Ja też lubię "pod światło" :) Niby wbrew zasadom,ale za to efekty SĄ :) To też trzeba umieć, a Twoje bywają zaskakujące niebywale swoim pięknem łamania zasad :)
Elu, zauważyłam, że czasami, kiedy robię zdęcie pod słońce też pojawia się poświata, ale nie wygląda tak pięknie, jak u Ciebie :( A to zgaszenie kolorów to był bardzo dobry pomysł, bo w efekcie dało to piękną kombinację kolorystyczną :)
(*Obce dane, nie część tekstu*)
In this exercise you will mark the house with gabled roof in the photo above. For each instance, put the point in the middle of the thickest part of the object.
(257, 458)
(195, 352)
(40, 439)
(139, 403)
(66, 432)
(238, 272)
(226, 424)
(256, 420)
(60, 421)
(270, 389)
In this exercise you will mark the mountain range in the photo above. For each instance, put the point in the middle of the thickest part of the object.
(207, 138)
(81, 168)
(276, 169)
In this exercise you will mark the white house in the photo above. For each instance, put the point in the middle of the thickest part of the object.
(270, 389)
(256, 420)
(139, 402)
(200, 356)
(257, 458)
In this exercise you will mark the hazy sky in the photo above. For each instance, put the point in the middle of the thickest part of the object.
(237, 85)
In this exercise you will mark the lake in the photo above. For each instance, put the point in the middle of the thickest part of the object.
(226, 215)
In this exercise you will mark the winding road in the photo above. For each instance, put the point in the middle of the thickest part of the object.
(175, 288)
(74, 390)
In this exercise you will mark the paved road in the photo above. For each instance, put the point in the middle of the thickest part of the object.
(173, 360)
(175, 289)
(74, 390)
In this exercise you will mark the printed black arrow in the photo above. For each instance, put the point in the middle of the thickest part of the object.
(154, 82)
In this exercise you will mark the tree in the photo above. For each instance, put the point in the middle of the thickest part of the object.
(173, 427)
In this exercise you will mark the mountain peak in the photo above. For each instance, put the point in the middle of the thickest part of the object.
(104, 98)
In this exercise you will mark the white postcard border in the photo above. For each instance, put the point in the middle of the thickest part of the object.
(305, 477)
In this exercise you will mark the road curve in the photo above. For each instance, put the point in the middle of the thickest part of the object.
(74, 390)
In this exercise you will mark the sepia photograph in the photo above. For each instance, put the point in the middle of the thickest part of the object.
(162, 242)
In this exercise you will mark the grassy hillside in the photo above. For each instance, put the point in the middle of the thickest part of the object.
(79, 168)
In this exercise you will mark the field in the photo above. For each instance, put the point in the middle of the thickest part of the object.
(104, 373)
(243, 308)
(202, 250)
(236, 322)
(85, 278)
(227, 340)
Dziękuję :)) Dorotko z tym światłem to wgląda mniej więcej tak: jak zauważyłaś gdzieś kiedyś często robię zdjęcia pod słońce. Bo tak lubię, bo tak mi się podoba. Jeszcze dodatkowo większość robiona przy wschodzącym słońcu, rzadziej zachodzącym daje ciepłe światło. Rzadko, ale też się zdarza dodaję blasku. Tu akurat nie, ale za to są zgaszone kolory, bo naturalne były dla mnie za mocne.
Przepiękny kadr! Elu, mam pytanie. Czy ta czerwona poświata, która czasami pojawia się w Twoich zdjęciach, a która moim zdaniem - przepięknie kadry wzbogaca - to postprodukcja, czy też efekt fotografowania pod światło?